Figure 4.

NF-AT and NF-κB pathways in Vav^−/− T cells. Immunoblot of cytoplasmic extracts of CD4⁺ splenic T cells stimulated as described in Fig. 2. In addition in some cases the cells were also stimulated with ionomycin (500 ng/ml) or phorbol 12,13-dibutyrate (PDBU; 10 ng/ml). (a) Immunoblot probed with an antiserum to NF-ATp.
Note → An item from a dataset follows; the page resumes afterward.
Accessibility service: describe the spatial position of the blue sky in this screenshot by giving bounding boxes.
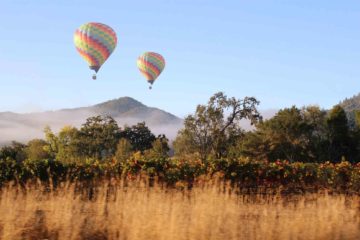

Dephosphorylation of NF-ATp results in a faster relative electrophoretic mobility and lower apparent molecular weight. (b) Immunoblot probed with an anti-IκBα antiserum and reprobed with an anti-JNK1 antibody to control for loading. Numbers below the IκBα blot represent relative amounts of IκBα normalized to JNK1 in each lane and to the amount of IκBα in the first lane (unstimulated Vav^+/+ cells). Degradation of IκBα in TCR-stimulated Vav^+/+ CD4⁺ T cells can be seen in the disappearance of the IκBα band. (c) NF-κB complexes visualized by electrophoretic mobility shift assay using ³²P-labeled NF-κB probe bound to extracts from Vav^+/+ or Vav^−/− CD4⁺ splenic T cells. Based on data in the literature (24) and on our own experiments using anti-p50 and anti-p65 antibodies to supershift these complexes (data not shown), C1 contains both p50 and p65, whereas C2 contains p50, but not p65.